Single Sign-Out?

(Jay Van der Zant) #1

I’ve just implemented Discourse SSO (to my Identity Server 4 powered IDP, yay).

I take it there’s no single-sign-out capability, i.e. a ping to the IDP to let it know the user has signed-out, so they can be signed-out of the IDP and any other apps as well?

The situation where someone uses a public computer, signs-in to the IDP, uses Discourse, then signs-out of Discourse thinking they’re done, when actually they’re stilled signed-in with the IDP, which would allow anyone using the computer next to just click Sign-in to Discourse again and be authenticated without prompt concerns me.

(Bhanu Sharma) #2

Use Logout redirect to set your IDP logout link.

(Jay Van der Zant) #3

Oh awesome, thanks. Works a treat.

('Tunde Aromire) #4

Hi, I just implemented too. But it doesn’t redirect to the logout link for my website. Just logs out of discourse and attempts to login again.
Is there anyway I can force it to redirect or trigger an event that will log the user out of the other site?

(Bhanu Sharma) #5

That’d depend on how You’ve set up and what SSO engine you’re using! Can you describe your setup in a bit details?

('Tunde Aromire) #6

I followed to the letter, every instruction in this post: Official Single-Sign-On for Discourse (sso) i.e. setup the sso login url, receive the payload and secret, verify the secret, create a url encoded base64 payload and hashed payload which was received on the forum and automatically logs on the user.
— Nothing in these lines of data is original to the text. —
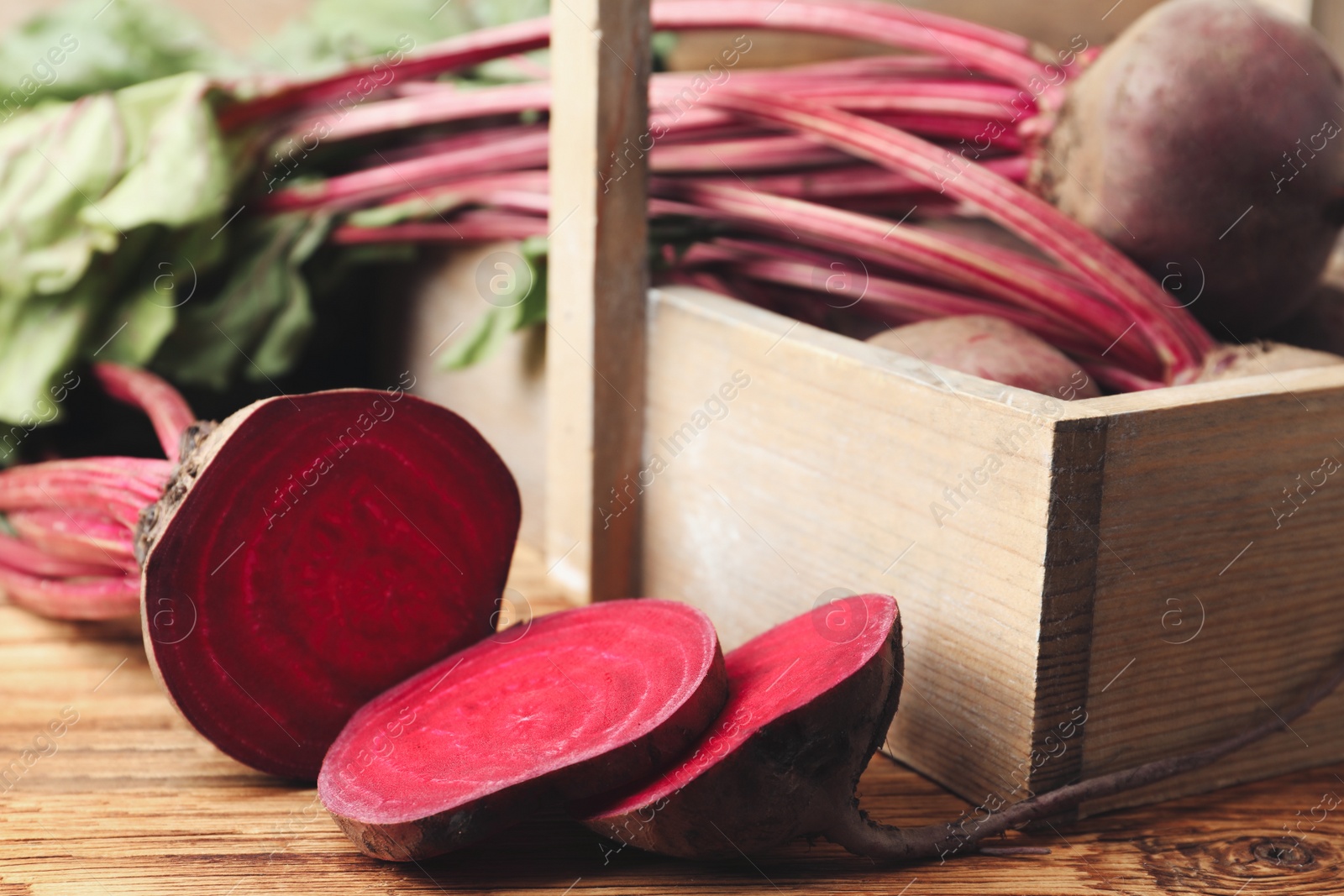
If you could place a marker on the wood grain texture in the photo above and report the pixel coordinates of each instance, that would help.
(1210, 607)
(837, 466)
(132, 802)
(596, 315)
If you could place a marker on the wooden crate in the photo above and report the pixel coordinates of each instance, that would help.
(1133, 558)
(1084, 586)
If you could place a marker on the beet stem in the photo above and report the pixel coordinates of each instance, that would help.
(864, 837)
(165, 409)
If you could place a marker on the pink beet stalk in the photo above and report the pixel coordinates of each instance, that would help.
(167, 410)
(1178, 338)
(73, 553)
(974, 47)
(77, 535)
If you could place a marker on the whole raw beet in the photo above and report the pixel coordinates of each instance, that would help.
(1206, 145)
(995, 349)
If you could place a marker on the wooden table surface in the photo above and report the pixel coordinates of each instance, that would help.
(128, 799)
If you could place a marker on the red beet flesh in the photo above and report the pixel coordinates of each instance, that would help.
(1206, 144)
(810, 703)
(313, 551)
(573, 707)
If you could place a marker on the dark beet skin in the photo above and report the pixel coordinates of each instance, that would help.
(312, 551)
(1205, 109)
(995, 349)
(558, 714)
(810, 703)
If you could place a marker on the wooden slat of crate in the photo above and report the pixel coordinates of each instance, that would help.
(822, 476)
(134, 804)
(1189, 481)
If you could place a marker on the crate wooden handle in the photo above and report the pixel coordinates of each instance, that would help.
(596, 296)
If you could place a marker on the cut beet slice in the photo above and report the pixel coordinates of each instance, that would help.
(810, 705)
(312, 551)
(573, 708)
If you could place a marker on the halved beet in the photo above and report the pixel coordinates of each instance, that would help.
(810, 701)
(312, 551)
(577, 705)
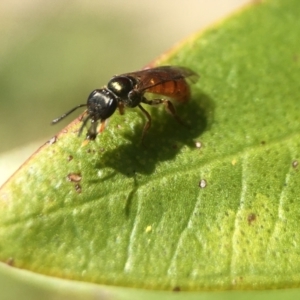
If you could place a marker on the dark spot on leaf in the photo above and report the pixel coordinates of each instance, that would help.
(52, 140)
(202, 183)
(198, 145)
(74, 177)
(176, 289)
(78, 188)
(251, 218)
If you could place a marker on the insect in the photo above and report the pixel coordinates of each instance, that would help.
(128, 90)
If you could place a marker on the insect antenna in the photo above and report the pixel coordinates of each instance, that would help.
(83, 125)
(66, 114)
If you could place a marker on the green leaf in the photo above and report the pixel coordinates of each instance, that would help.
(213, 207)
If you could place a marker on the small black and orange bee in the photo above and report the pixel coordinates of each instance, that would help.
(128, 90)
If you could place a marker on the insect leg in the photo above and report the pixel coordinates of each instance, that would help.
(168, 106)
(66, 114)
(148, 123)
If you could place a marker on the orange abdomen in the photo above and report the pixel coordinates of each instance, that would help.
(176, 89)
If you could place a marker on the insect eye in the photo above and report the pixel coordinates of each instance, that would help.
(120, 86)
(101, 104)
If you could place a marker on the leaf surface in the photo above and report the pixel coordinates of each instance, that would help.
(212, 207)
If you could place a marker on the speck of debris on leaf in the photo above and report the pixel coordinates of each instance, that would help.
(74, 177)
(202, 183)
(251, 218)
(52, 140)
(176, 289)
(198, 145)
(78, 188)
(148, 228)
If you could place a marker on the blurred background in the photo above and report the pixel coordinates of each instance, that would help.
(54, 53)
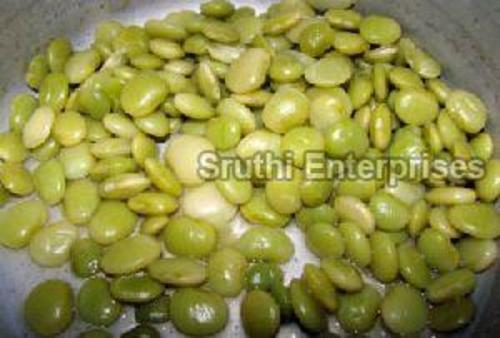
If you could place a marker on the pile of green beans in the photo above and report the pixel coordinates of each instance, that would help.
(144, 229)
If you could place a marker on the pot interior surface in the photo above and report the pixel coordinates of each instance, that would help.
(461, 34)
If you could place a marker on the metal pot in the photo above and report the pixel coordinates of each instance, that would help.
(462, 34)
However, the user is not logged off the website when I log out of discourse as well as when the user session on the main site expires.

(Bhanu Sharma) #7

Did you set the logout redirect to the logout link of your website?

('Tunde Aromire) #8

Oh, I didn’t see that. I just did now.


However, it still doesn’t solve the situation of user’s session expiration.

(Bhanu Sharma) #9

Is the session being expired from discourse or your website?

('Tunde Aromire) #10

It’s expired on my website.

(Bhanu Sharma) #11

You will have to do something to send discourse a signal that the user session is expired maybe you can try tinkering with API …

Other way I can think of is to reduce the discourse session time. This won’t actually sync logout on both platforms but will provide a leeway for sessions to be closed if a user is inactive for more than given time.

('Tunde Aromire) #12

Thanks so much, I really appreciate your help.